During the Renaissance, in the 16th and 17th century, fans became widely popular in Europe. Queen Elizabeth the first of England famously told her maids in waiting that “a queen can accept only one gift: a fan.” Anything else was unacceptable.
The fan in Spain dates back to the 14th century, where it is cited in Pedro IV of Aragon’s chronicles, but it was not until the 17th century when artisan Eugenio Prost became the country’s most widely renowned fan producer. The fans were made with different colors and designs, various materials, sizes and for all uses: weddings, funerals, home use, or pocket-sized (more commonly used for men).
The use of the fan is still prevalent today, thank goodness, so we can enjoy a cool breeze no matter where we are. Its movements, position, and placement are still used as a kind of language today, as well. Ladies throughout the 19th and 20th centuries used fans to communicate in secret: to declare love, for example, as females were not permitted to speak their minds until well into the 1970s. Here are some of the more well-known gestures:
To fan quickly: intense romantic interest
To fan slowly: already married, or uninterested
To close slowly: this would mean a “yes”; opening and closing quickly meant the woman was either engaged or had a boyfriend, so the suitor had better be careful!
To close quickly: a clear “no”
From these, some of the “fan language” gets even more scandalous! For example, to open the fan halfway on one’s lips means, “you can kiss me,” while covering one’s eyes with the fan open means, “I love you.” Covering one’s face on the other hand means, “be careful, we’re being watched.”

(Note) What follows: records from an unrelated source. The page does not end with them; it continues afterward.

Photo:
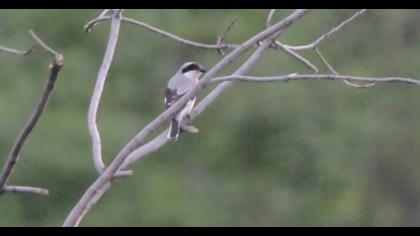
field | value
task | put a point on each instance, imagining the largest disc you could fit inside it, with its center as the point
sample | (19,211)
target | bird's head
(192,70)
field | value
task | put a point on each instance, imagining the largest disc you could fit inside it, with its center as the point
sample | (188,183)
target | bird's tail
(174,129)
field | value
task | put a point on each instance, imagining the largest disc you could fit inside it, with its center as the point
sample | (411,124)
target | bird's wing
(171,96)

The seductive language of the beautiful and traditional Spanish abanico is just one of many secret languages invented over time to communicate in the open without necessarily being overt. While the fan in Spain may be seen from the outside as an antiquated artifact with no contemporary use, a visit to the peninsula will prove otherwise. The fan is still a major part of the culture – both for practical reasons, and as a subtle method of communication, especially among those in love! We love to explore the creative ways humans communicate, and the fan is just one of many that we will continue to share with you over the coming weeks and months. Stay cool this summer!